Renate Welsh-Rabady zum 80.Geburtstag

Renate Welsh RabadyDIE WELT VERÄNDERN

Renate Welsh-Rabady, bewährte Autorin aus der starken Riege österreichischer Kinder- und Jugendliterat_innen, schreibt ebenso für Erwachsene und feiert im Dezember 2017 ihren 80. Geburtstag. 

Die Autorin im Gespräch mit Beatrice Simonsen

In Ihrem stattlichen literarischen Werk, an dem Sie seit fast fünfzig Jahren und immer noch unermüdlich arbeiten, verschwimmen oft die Grenzen zwischen Jugend- und Erwachsenenroman. Ihre Bücher sind für alle Altersgruppen interessant und spannend zu lesen. Andererseits sind Sie auch mit Kinderbüchern, besonders mit der Figur des „Vamperl“ sehr bekannt geworden. Wie sind Sie denn eigentlich zum Kinderbuchschreiben gekommen?

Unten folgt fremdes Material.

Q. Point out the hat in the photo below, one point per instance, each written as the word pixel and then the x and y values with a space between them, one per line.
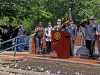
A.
pixel 91 18
pixel 70 20
pixel 21 23
pixel 7 21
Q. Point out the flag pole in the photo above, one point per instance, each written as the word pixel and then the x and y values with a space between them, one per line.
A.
pixel 69 12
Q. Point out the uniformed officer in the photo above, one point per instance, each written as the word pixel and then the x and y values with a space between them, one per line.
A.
pixel 82 31
pixel 82 34
pixel 15 30
pixel 48 33
pixel 21 31
pixel 98 38
pixel 7 31
pixel 90 35
pixel 57 27
pixel 72 29
pixel 40 32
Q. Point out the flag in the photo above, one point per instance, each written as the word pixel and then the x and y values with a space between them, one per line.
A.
pixel 70 15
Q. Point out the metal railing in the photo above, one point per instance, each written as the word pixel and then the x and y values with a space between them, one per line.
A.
pixel 14 45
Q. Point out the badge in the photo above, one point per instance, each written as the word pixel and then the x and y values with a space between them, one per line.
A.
pixel 36 28
pixel 66 27
pixel 93 25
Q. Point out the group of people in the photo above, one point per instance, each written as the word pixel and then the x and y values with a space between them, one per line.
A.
pixel 92 33
pixel 11 32
pixel 46 34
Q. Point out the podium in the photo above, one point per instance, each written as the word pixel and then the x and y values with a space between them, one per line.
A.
pixel 61 43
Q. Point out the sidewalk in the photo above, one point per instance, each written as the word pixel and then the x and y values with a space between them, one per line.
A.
pixel 26 54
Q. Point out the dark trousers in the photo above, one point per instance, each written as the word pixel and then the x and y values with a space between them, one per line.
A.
pixel 38 45
pixel 98 44
pixel 48 47
pixel 90 46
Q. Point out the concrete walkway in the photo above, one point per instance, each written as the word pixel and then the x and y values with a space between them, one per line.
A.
pixel 26 54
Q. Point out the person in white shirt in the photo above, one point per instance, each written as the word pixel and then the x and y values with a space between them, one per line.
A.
pixel 48 33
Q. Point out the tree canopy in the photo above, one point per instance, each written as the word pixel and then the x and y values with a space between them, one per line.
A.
pixel 30 12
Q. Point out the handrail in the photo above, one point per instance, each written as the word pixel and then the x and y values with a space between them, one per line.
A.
pixel 14 45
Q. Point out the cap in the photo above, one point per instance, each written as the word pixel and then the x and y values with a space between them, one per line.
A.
pixel 91 18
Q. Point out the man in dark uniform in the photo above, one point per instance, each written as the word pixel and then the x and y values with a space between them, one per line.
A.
pixel 21 31
pixel 7 31
pixel 40 33
pixel 15 30
pixel 90 35
pixel 57 27
pixel 48 33
pixel 72 29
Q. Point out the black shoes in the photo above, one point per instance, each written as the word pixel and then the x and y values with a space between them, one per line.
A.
pixel 36 53
pixel 40 53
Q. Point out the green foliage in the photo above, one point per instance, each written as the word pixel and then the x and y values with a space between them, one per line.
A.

Das war eine typische 68er-Jahr-Entscheidung: Ich wollte etwas gegen Vorurteile tun, weil ich dachte, dass Vorurteile der größte Bremsklotz sind, der Menschen daran hindert so zu sein, wie sie eigentlich gern sein möchten. Um gegen Vorurteile anzugehen, muss man sie dort erwischen, wo sie noch nicht das ganze Menschengewebe durchwachsen, sondern erst kleine Würzelchen haben – und da muss man bei Kindern anfangen. Da war die Entscheidung, Kinderbücher zu schreiben, naheliegend. Das war eine sehr klare Entscheidung. Es war auch die Zeit, in der ich mit Kindern im Krankenhaus arbeitete und ziemlich viel schlechtes Gewissen hatte, weil ich so deutlich erlebte, wie groß der Vorteil war, den meine eigenen Kinder gegenüber vielen anderen hatten. Die sind zwar mit sehr viel weniger materiellen Gütern aufgewachsen, hatten aber den ungeheuren Vorteil an Sprache, an Möglichkeiten … Da hab ich gedacht: Dagegen muss man was tun.

Sie haben sehr jung geheiratet und Kinder bekommen …

Viel zu jung! Ich hab zwei Söhne aus dieser ersten Ehe und es ist gut, dass es die gibt. Wir können ganz gut miteinander.

Aber Sie haben nicht – wie manche andere – aus dem Impuls begonnen, für Ihre eigenen Kinder zu schreiben?

Nein. Das, was ich für meine Kinder erfand, hab ich nie aufgeschrieben. Das waren private Geschichten, die aus dem entstanden sind, was wir zusammen erlebt haben.

Sie haben aber auch als Übersetzerin gearbeitet …

Ich bin sehr lange sehr vertraut mit der englischen Sprache gewesen. Meine erste Matura machte ich in Amerika, weil ich mit fünfzehn Jahren dorthin kam. Das war damals – 1953 – eine große Sache. Aus dieser Vertrautheit heraus begann ich später zu übersetzen. Als ich dann einsah, dass ich leider keine neue Literaturform erfinden werde – weil das immer schon irgendwelche grauslichen Leute vor dreißig Jahren erfunden hatten, was ich erfand – setzte ich meine Sprachverliebtheit beim Übersetzen ein. Das hat mir viel Spaß gemacht. Ich hab dabei viel gelernt. Ich glaub, dass Übersetzen eine weitgehend unterschätzte und sehr wichtige Tätigkeit ist.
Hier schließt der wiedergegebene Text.